Saturday, November 27

Nasal swabs at Auckland border will delay deliveries: truck drivers


Truck drivers and other essential workers crossing the Auckland border are preparing to get nasal swabs once a week, as saliva tests are not yet available to non-border workers.

A police checkpoint in Mercer, near the Auckland-Waikato border.

A police checkpoint in Mercer, near the Auckland-Waikato border.
Photo: RNZ / Nick Monro

On Friday, the new testing regime kicks off, requiring all essential workers who come out of Auckland’s Tier 4 boundary to show a negative result from the past seven days.

However, the Health Ministry said that although the requirement to take the test begins on Friday, September 10, it will not begin to review the tests until Friday, the 17th, a full week later. this part of the new Public Health Order goes into effect.

The ministry said this allows time to “finalize arrangements” for cross-border testing.

At this stage, truckers are lining up at public test stations to get nasal swabs, which they say is delaying deliveries.

The saliva test is as accurate as a nasal swab, a University of Victoria study found. Anyone can take it at home anytime, in just one minute, and then send it in for processing as a standard nasopharyngeal swab.

Nick Leggett from the Road Transport Forum said the inability at this stage to use saliva testing will slow down the entire supply chain because it requires them to visit a testing center.

“Yesterday we had a truck driver in Auckland who was waiting more than two hours for a test. That comes down to his legal driving hours. If we do that to too many drivers, we are going to delay the delivery of the cargo.”

The ministry said it is “finalizing a contract with another saliva testing provider” for those crossing the border from level 4, but did not say when they will be available.

“We are awaiting details of that. It is unclear at this stage who will be the Ministry of Health’s preferred saliva testing agent, and how truck operators can be deployed to complete testing on their staff,” Leggett said.

Alan MacDonald of the Employers and Manufacturers Association said industry and government agencies seemed a bit surprised when the weekly testing requirement was announced.

He said there is no system in place to smoothly administer the additional tests needed.

“I heard yesterday that some truck drivers went to the test stations to get tested and were turned away because they had no symptoms.
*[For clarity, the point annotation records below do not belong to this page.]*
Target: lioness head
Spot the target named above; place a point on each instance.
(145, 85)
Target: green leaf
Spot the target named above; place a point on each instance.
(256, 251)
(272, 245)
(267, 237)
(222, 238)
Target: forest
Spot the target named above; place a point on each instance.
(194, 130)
I think this is an example of having an idea and trying to implement policies on the fly without having the process behind it. him and after having thought about how it is really going to work. “

He said the agencies have told them they will smooth the process before the requirements go into effect. He believes that it is unlikely that it will be before Friday and that the implementation of the requirement could be delayed.
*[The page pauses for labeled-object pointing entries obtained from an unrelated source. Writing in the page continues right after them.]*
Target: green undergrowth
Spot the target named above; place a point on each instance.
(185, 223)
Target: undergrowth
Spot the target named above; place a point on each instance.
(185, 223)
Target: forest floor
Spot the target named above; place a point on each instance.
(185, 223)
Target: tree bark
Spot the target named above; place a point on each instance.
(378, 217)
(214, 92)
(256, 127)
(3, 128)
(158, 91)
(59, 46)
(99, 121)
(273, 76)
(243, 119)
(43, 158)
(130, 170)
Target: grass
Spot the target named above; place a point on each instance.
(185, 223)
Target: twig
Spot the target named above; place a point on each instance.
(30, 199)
MacDonald said an en route saliva test station is the logical setup.

“For the border, some kind of dedicated or established border checkpoint, not right at the border because that would slow everything down, but somewhere on both sides where someone can drive, drip into the tube, bag and tag it, and keep driving. , so there is minimal delay. “

He says there are at least 4,000 truck drivers using the southern border a day and other retail workers crossing the border.